Bond markets can seem complex and difficult to understand. There's a counter intuitive aspect to the way they trade.
"The easiest way to look at it is that when the yield of the bond goes down, the price of a bond goes up," Taylor says. "It's opposite of what you might expect with shares.
It is important to remember that when you see media stories about US$17tn of negative-yielding bonds, they are not all being issued that way, he says.
"So not necessarily that many government bonds have been issued with a negative yield. They might be issued at, say, 1.5 per cent, but demand for those bonds is so strong that the price is pushed up and that means you're buying something that over a 10-year period will give you a negative return."
Investors are prepared to pay for certainty and because the demand for certainty is so high in the current market there are good returns being made even for low-yielding assets, Taylor says.
A good example is two 100-year bonds issued in recent years by Austria and Argentina.
If you bought the Austrian bond you would have doubled your money, even though the yield was just mid 2 per cent, because of the demand for that safer haven, Taylor says.
If you had bought an Argentinian bond you would have lost half your money - even though the yield was close to 8 per cent - because people think they won't be able to repay that.
"So there are risks with bonds, they are not always safer havens and people who are buying bonds with long-term maturity need to be a bit careful at the moment," he says.
"What happens if things don't turn out as badly as investors are expecting?"
The positive side is simply that the cost of borrowing is extremely low.
"For Kiwis it's good if you've got a mortgage," Taylor says.
Mortgages are at historic lows and that's good for consumers.
"In these Western economies that rely on the consumer, things just keep moving along.
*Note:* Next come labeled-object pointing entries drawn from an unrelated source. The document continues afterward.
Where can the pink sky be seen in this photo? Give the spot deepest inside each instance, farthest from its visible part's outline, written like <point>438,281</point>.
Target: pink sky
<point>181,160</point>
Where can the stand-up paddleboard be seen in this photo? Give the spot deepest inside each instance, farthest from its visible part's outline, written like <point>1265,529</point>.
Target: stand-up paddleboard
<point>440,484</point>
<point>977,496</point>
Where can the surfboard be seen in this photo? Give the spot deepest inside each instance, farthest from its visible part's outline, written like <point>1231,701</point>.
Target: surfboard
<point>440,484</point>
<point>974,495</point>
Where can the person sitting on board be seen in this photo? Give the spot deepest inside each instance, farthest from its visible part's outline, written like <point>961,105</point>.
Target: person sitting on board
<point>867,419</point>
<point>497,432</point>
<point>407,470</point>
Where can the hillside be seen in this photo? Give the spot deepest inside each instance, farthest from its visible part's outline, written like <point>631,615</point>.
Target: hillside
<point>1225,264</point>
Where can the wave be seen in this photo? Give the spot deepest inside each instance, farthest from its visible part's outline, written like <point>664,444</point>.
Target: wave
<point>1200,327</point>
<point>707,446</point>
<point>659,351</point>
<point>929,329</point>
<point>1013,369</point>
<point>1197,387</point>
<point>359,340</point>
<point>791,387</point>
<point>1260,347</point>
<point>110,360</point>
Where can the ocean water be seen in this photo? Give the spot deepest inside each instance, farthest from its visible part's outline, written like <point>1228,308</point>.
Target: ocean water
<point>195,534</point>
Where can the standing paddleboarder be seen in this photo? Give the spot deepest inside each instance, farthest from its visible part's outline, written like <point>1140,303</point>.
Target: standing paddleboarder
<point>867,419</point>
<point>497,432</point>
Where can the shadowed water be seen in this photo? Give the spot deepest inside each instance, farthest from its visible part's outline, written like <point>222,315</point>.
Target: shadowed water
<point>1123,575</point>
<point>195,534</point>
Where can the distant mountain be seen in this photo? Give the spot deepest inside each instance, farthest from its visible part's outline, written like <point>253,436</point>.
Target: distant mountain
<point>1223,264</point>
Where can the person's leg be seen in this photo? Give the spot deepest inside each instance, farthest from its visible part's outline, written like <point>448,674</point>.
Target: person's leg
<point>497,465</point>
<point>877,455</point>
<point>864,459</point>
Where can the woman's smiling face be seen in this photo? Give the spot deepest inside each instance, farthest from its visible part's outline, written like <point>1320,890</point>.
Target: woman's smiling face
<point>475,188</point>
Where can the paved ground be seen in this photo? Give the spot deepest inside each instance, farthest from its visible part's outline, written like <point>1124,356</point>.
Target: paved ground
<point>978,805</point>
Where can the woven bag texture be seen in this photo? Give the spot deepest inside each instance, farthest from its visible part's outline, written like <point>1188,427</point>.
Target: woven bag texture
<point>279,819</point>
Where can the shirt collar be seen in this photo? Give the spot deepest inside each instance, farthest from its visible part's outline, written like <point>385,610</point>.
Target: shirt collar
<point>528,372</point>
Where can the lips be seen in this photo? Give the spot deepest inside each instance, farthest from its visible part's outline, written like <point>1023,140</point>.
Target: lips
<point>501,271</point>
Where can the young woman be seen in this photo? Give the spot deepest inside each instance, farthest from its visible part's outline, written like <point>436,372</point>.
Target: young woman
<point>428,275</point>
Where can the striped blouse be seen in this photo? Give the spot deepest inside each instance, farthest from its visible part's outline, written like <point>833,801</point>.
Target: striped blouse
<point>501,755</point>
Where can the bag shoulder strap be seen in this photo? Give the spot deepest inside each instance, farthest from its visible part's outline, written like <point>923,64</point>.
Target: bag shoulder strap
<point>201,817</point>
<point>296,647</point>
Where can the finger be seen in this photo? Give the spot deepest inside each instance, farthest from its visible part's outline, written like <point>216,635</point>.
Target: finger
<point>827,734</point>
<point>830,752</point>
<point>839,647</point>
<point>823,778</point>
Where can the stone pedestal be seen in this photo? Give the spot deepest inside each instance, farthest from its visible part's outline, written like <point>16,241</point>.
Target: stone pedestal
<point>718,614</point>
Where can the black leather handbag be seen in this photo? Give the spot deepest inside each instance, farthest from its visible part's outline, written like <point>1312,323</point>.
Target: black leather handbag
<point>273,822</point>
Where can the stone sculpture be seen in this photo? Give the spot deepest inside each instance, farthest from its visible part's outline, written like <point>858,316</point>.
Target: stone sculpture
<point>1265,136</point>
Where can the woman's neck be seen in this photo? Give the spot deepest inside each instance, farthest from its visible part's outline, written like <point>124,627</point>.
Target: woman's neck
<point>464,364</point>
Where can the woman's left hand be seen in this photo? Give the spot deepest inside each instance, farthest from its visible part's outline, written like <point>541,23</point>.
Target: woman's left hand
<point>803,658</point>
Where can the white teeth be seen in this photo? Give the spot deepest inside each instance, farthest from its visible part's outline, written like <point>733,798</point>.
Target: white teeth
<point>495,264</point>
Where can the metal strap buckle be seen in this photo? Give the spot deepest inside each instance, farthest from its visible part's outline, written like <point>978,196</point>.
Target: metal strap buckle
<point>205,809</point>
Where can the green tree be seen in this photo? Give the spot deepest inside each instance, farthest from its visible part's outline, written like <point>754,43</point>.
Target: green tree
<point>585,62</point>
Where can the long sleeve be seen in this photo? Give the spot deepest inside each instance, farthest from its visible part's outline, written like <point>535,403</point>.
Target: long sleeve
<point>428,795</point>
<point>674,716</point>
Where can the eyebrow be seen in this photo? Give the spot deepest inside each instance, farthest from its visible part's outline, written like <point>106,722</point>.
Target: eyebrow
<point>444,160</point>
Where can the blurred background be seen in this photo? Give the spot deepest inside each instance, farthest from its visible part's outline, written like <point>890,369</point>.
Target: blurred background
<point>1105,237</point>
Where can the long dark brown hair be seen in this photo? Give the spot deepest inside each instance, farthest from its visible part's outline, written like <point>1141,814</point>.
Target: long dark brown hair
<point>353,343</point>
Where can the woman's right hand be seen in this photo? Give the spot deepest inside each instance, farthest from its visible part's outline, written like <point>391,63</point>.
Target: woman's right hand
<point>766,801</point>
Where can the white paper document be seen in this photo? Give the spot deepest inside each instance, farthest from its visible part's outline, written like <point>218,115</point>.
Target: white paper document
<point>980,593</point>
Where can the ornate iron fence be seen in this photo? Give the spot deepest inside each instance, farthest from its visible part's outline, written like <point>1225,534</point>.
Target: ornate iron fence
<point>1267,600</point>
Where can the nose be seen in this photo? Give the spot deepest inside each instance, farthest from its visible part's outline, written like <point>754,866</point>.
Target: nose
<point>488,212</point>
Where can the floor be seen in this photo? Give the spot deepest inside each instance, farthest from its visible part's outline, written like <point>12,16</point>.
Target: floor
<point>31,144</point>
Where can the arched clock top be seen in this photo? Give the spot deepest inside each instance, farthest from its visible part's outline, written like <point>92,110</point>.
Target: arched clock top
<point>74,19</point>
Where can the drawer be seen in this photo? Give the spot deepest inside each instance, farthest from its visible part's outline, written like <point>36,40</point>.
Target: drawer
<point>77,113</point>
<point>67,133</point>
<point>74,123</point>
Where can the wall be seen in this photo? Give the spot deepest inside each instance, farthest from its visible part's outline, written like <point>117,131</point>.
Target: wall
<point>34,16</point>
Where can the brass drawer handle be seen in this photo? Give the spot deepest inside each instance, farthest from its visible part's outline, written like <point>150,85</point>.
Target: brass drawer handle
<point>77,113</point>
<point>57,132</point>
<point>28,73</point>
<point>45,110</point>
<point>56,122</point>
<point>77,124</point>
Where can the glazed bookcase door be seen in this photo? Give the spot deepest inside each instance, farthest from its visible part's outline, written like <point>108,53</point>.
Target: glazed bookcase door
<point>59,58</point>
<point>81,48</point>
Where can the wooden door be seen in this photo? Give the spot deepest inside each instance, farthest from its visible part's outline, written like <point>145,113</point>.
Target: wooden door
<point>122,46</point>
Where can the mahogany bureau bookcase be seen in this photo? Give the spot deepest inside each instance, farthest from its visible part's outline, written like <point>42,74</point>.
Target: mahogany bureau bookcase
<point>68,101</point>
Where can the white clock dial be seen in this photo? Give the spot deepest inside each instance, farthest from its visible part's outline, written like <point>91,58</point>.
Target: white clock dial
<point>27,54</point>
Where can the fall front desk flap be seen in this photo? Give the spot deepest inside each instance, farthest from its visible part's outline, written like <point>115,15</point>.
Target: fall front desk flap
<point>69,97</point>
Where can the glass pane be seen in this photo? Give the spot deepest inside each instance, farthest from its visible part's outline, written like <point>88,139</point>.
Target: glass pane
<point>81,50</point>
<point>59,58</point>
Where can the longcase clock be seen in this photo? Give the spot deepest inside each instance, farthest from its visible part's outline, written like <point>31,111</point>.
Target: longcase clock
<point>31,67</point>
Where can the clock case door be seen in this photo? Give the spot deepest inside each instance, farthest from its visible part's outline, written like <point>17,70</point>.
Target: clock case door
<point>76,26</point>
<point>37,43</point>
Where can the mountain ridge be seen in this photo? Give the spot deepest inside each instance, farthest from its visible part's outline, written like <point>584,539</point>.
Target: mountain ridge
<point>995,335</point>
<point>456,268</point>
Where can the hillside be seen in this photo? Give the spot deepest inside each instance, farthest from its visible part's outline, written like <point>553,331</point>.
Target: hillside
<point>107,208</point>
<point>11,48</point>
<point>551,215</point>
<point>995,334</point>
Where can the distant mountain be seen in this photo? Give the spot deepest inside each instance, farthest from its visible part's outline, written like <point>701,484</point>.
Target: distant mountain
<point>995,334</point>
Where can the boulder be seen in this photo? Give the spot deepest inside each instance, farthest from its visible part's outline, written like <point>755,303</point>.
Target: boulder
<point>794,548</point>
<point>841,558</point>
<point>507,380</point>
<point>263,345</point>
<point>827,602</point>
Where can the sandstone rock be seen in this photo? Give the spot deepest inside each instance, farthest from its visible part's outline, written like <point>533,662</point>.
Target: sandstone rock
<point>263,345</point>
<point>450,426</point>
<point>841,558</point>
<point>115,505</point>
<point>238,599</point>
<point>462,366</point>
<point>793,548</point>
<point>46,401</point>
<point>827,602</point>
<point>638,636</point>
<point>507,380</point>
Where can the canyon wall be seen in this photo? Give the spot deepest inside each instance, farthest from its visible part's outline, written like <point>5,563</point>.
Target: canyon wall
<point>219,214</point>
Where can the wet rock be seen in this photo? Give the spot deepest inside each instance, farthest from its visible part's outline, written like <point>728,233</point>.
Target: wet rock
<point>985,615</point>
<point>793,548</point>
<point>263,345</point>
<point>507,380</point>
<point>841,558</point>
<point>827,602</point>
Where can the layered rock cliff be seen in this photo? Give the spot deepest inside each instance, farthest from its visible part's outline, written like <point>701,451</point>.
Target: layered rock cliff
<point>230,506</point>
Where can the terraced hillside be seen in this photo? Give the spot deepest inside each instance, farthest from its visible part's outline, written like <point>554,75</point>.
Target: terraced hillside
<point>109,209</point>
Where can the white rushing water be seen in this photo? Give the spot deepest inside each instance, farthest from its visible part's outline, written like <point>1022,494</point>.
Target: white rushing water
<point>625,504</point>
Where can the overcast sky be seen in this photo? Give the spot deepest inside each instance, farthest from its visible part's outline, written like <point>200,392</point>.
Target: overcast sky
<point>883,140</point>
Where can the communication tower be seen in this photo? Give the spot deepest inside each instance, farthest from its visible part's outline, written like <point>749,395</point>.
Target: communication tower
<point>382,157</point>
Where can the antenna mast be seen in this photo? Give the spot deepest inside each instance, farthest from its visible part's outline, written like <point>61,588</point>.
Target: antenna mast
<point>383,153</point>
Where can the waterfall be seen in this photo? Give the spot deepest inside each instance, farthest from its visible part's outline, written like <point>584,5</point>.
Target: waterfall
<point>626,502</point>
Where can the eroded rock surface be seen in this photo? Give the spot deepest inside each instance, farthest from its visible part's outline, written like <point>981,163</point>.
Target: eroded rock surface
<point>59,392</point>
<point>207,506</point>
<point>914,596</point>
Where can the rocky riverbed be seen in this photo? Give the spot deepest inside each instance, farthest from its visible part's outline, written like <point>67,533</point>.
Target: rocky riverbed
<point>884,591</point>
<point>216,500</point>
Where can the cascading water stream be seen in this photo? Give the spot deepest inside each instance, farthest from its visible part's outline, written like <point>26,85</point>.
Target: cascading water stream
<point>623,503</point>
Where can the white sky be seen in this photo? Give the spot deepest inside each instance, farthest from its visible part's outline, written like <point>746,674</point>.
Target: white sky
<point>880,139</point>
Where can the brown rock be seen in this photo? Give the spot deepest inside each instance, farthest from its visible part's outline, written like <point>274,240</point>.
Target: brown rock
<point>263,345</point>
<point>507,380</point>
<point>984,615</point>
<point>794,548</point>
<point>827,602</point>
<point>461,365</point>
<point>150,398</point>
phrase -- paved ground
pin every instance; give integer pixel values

If you've still got a job, you've still got money, everything's hopefully ok," Taylor says.
What's less clear is how sustainable this will be.
"A decade ago we had a race to the bottom on equity markets, now we've got a race to the bottom in terms of interest rates and bond investors are doing very well out of that."
"It is concerning because when you get to this point you reach what in the industry we call TINA - there is no alternative."
Unless there is a major shift in the global economy - such as a resolution to the trade war - it looks like we would be in the same environment for some time yet, Taylor says.
"Economies will keep slowing and there will be pressure on rates to go lower."